Но Капустин вдруг встал, как делал всегда при приеме хорошо знакомых людей, вышел из-за стола и, заложив правую руку за борт пиджака, начал ходить вдоль стены. Лицо его в тяжелых, слегка обвисших складках выражало натянутое, злое спокойствие.
— Я приехал, Александр Тимофеич, — сопровождая глазами секретаря, сказал Трошин.
— Вижу. — И не поглядел на Трошина.
— Я по-партийному, Александр Тимофеич…
— Не говори мне таких слов. Слышишь? — Он остановился против Трошина, пронзительно поглядел на него и, вероятно, не найдя подходящих слов, снова стал прохаживаться тем же спокойным шагом. — «По-партийному». Подумать только, колхоз лежит на боку, а он, председатель, извольте радоваться, приглядел себе где-то легонькую жизненку и теперь: отпустите его. «По-партийному». Так не делается, дорогой товарищ. Колхоз-то на боку? Тебя спрашиваю?
— Пластом лежит.
— Так какого же ты черта лезешь в райком со своей бессовестной просьбой! — Голос секретаря вздыбился, глаза расширились и побелели. — Где твоя совесть? Иди. Веревками к колхозу не привязываем. Но заруби на носу, из райкома вымету без партийного билета.

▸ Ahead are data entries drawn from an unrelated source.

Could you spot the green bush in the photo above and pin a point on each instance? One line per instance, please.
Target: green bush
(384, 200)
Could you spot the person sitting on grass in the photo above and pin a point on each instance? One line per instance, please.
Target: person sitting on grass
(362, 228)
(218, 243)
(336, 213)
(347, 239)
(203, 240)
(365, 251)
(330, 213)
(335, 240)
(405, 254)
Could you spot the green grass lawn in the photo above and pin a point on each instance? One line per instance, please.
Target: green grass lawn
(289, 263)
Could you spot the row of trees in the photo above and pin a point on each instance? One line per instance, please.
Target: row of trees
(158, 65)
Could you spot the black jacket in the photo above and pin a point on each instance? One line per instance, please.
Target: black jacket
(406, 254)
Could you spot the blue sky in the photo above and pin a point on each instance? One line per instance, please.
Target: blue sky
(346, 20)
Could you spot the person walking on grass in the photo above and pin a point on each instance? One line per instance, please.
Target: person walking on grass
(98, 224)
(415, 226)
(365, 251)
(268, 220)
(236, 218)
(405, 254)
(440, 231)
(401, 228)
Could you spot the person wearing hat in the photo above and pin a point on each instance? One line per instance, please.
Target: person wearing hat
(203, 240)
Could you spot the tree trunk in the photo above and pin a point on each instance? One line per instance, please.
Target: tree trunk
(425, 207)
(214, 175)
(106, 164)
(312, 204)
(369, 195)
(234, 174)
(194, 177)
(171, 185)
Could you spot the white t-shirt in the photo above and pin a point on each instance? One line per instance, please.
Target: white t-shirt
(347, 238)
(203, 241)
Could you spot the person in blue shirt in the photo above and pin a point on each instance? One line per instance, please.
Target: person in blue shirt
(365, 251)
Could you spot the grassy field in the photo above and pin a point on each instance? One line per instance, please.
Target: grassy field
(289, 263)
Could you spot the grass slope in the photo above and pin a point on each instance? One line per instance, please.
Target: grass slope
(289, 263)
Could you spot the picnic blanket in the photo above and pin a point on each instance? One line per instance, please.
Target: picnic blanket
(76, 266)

Под усами-скобочкой у Трошина блекла улыбка, лицо пятнала большая внутренняя напряженность. Но заговорил спокойно, только лишь чуть-чуть сбиваясь в дыхании:
— Согласен. Я согласен, Александр Тимофеич. За то, что три года правил и не вывел на дорогу колхоз, можно и, пожалуй, надо выгнать из партии. Это вообще. Но меня ты знаешь не день и не два, а без малого тридцать лет. Так вот, после этого и скажи, только прямо скажи: верно, по совести, поступишь, если, как выразился, выметешь без партийного билета? Перестань качаться — нервы мои этого не выдерживают.
Капустин опять остановился против Трошина, уперся в стол широкими кулаками:
— Прямо, говоришь, сказать? Изволь. Уйдешь с председательства — уйдешь из партии. Вот тебе и моя правда.
— Уйду, но коммунистом останусь.
— Гляди, Максим Сергеич. — У Капустина дрогнули тяжелые складки на подбородке. — Гляди. В двенадцать бюро. Разберем твое заявление. Загремишь.
— Спасибо.
Трошин встал и сразу направился к выходу. И по тому, как он поднялся на ноги, неторопливо, опершись руками о колени, и по тому, как шел по кабинету, в упрямом развороте неся свои широкие плечи, секретарь Капустин понял, что Трошин не отступит от слова, и окликнул его:
— Максим. Подожди. — Он подошел к нему, взял под руку и близко прижался к ней. — Сядем, Максим.
Они опустились на диван, и Капустин устало потер глаза свои широкой ладонью, будто снял с них паутину.
— Что же это получается, а, дорогой Максим?
Трошин, взволнованный неожиданным оборотом разговора, безотчетно гладил положенную на колено кисть левой руки и молчал. Молчал и Капустин, не сводя тихо мигающих умных глаз со своего друга.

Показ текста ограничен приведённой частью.